8. Wasch- und Reinigungsmittel nach einem der Ansprüche 6 oder 7, dadurch gekennzeichnet, daß der Tensidgehalt über 20 Gew.-%, bezogen auf das Mittel, liegt.
9. Wasch- und Reinigungsmittel nach einem der Ansprüche 6 bis 8, dadurch gekennzeichnet, daß es C1-C6-Diol(e) und/oder C1-C6-Triol(e) und mindestens eine Borverbindung enthält.

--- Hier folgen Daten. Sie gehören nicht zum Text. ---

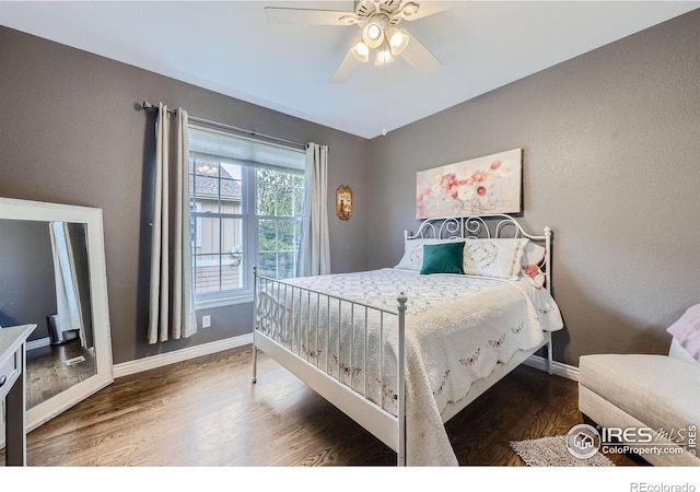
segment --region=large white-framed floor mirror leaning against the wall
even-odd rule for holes
[[[101,209],[0,198],[0,329],[28,324],[27,432],[114,382]]]

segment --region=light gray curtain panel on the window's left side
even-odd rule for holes
[[[172,154],[171,149],[174,150]],[[174,190],[172,197],[171,190]],[[171,114],[163,103],[159,104],[156,122],[152,227],[149,343],[156,343],[197,332],[189,227],[187,112],[177,109],[173,141]]]

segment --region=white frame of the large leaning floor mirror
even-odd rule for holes
[[[96,372],[26,410],[26,432],[31,432],[114,382],[102,209],[0,198],[0,219],[85,224]]]

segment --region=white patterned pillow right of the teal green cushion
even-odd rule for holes
[[[468,276],[517,279],[523,253],[529,239],[467,239],[464,244],[464,272]]]

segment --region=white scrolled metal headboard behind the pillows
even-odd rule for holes
[[[545,288],[551,293],[551,239],[552,232],[546,226],[541,235],[527,233],[517,220],[505,213],[485,215],[465,215],[450,218],[425,219],[421,222],[416,234],[404,231],[404,241],[434,237],[434,238],[518,238],[526,237],[533,243],[545,246],[545,259],[540,266],[546,274]]]

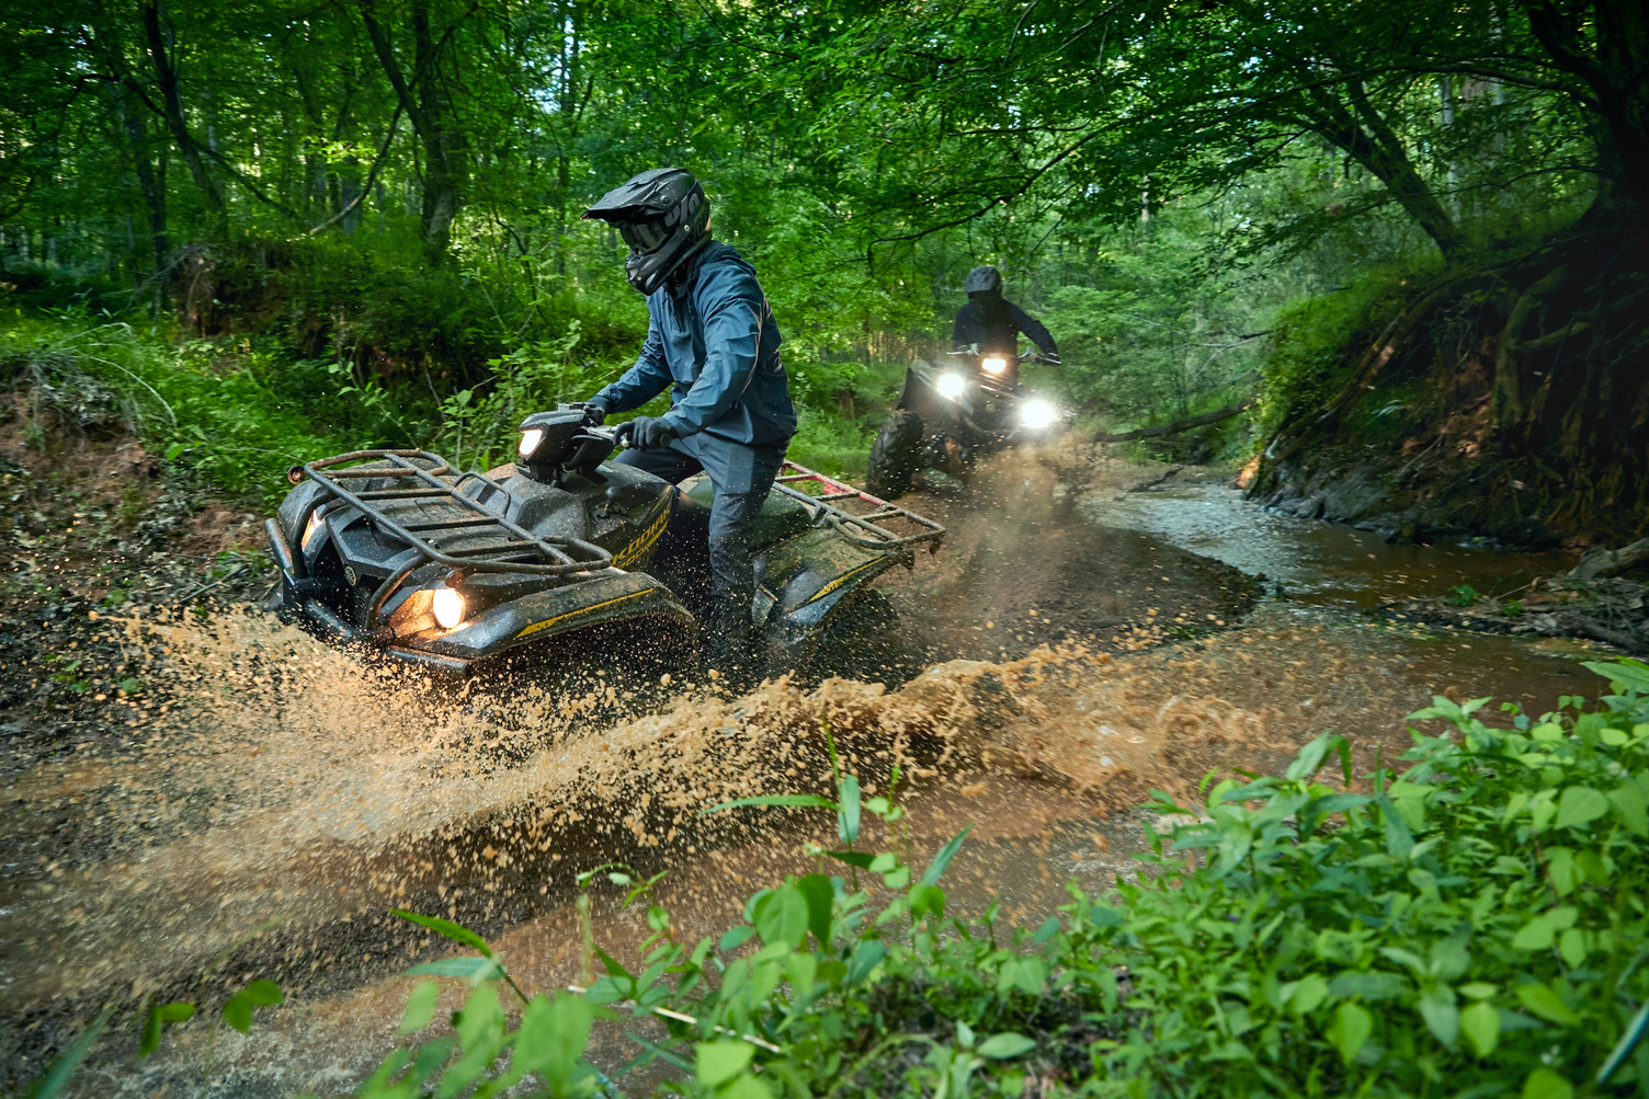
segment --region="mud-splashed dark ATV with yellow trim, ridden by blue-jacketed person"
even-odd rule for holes
[[[358,450],[292,466],[265,521],[269,608],[336,643],[467,676],[637,624],[696,652],[712,489],[607,461],[623,445],[584,405],[523,420],[519,460],[458,471],[427,450]],[[866,585],[937,522],[793,461],[754,521],[754,639],[803,666]]]

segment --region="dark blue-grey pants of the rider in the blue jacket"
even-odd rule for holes
[[[755,573],[750,565],[750,522],[762,509],[785,461],[785,445],[735,443],[699,432],[656,450],[627,450],[618,461],[678,484],[704,471],[716,488],[711,503],[711,621],[706,648],[717,656],[740,656],[750,633]]]

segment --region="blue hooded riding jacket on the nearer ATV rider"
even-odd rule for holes
[[[595,394],[597,404],[627,412],[674,386],[663,419],[679,437],[704,432],[760,447],[796,433],[778,325],[739,252],[711,241],[684,278],[648,295],[646,315],[641,354]]]

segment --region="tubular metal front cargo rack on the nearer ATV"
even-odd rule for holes
[[[353,465],[363,461],[389,465]],[[419,461],[429,465],[417,465]],[[348,479],[366,478],[404,483],[406,488],[351,491],[343,484]],[[612,554],[600,545],[580,539],[539,537],[521,527],[505,514],[513,499],[510,489],[482,473],[453,476],[453,468],[447,460],[427,450],[351,450],[346,455],[292,466],[287,470],[287,479],[294,484],[302,484],[305,479],[315,481],[335,499],[359,509],[378,531],[404,542],[427,560],[467,573],[524,572],[539,577],[562,577],[574,572],[599,572],[613,564]],[[480,481],[480,491],[475,496],[465,496],[458,489],[472,479]],[[376,503],[391,499],[439,503],[472,514],[427,522],[397,522],[384,514]],[[495,499],[505,501],[503,509],[490,506],[488,501]],[[462,531],[467,537],[493,534],[500,540],[442,549],[424,534],[445,531]],[[409,567],[399,568],[397,573],[406,575],[417,564],[420,562],[412,562]]]

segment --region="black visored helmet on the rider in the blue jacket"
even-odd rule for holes
[[[653,168],[607,191],[584,217],[610,222],[630,246],[623,274],[653,293],[711,239],[711,203],[681,168]]]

10. Wasch- und Reinigungsmittel nach Anspruch 9, dadurch gekennzeichnet, daß die C1-C6-Diol(e) und/oder C1-C6-Triol(e) ausgewählt sind aus Ethylenglykol, Pro­ pylenglykol und/oder Glycerin.
11. Wasch- und Reinigungsmittel nach Anspruch 9, dadurch gekennzeichnet, daß die Borverbindung ausgewählt ist aus Borsäure und/oder Boroxid, Alkaliboraten, wie Ammonium-, Natrium- und Kaliumortho-, -meta- und -pyroborate, Borax in seinen verschiedenen Hydratationsstufen und Polyboraten, wie Alkalimetallpentaborate.
12. Wasch- und Reinigungsmittel nach einem der Ansprüche 6 bis 11, dadurch gekennzeichnet, daß es Verdicker in einer Menge bis zu 5 Gew.-%, vorzugsweise von 0,1 bis 3 Gew.-%, bezogen auf das fertige Mittel, enthält.
13. Wasch- und Reinigungsmittel nach Anspruch 12, dadurch gekennzeichnet, daß der Verdicker ausgewählt ist aus Agar-Agar, Carrageen, Tragant, Gummi arabicum, Alginaten, Pektinen, Polyosen, Guar-Mehl, Johannisbrotbaumkemmehl, Stärke, Dextrinen, Gelatine und Casein, modifizierten Stärken und Cellulosen sowie vollsynthetischen Polymeren.
14. Wasch- und Reinigungsmittel nach einem der Ansprüche 6 bis 13, dadurch gekennzeichnet, daß sie eine Viskosität von 500 bis 5000 mPas, vorzugsweise von 1000 bis 4000 mPas und insbesondere von 2000 bis 3500 mPas, aufweisen.
15. Wasch- und Reinigungsmittel nach einem der Ansprüche 5 bis 14, enthaltend weiterhin einen oder mehrere Stoffe aus der Gruppe der Gerüststoffe, Bleichmittel, Bleichaktivatoren, Enzyme, Elektrolyte, Lösungsmittel, pH-Stellmittel, Duftstoffe, Parfümträger, Fluoreszenzmittel, Farbstoffe, Hydrotope, Schauminhibitoren, Silikonöle, Soil-release-Verbindungen, optische Aufheller, Vergrauungsinhibitoren, Einlaufverhinderer, Knitterschutzmittel, Farbübertragungsinhibitoren, antimikrobiellen Wirkstoffe, Germizide, Fungizide, Antioxidantien, Korrosionsinhibitoren, Antistatika, Bügelhilfsmittel, Phobier und Imprägniermittel, Quell- und Schiebefestmittel sowie UV-Absorber.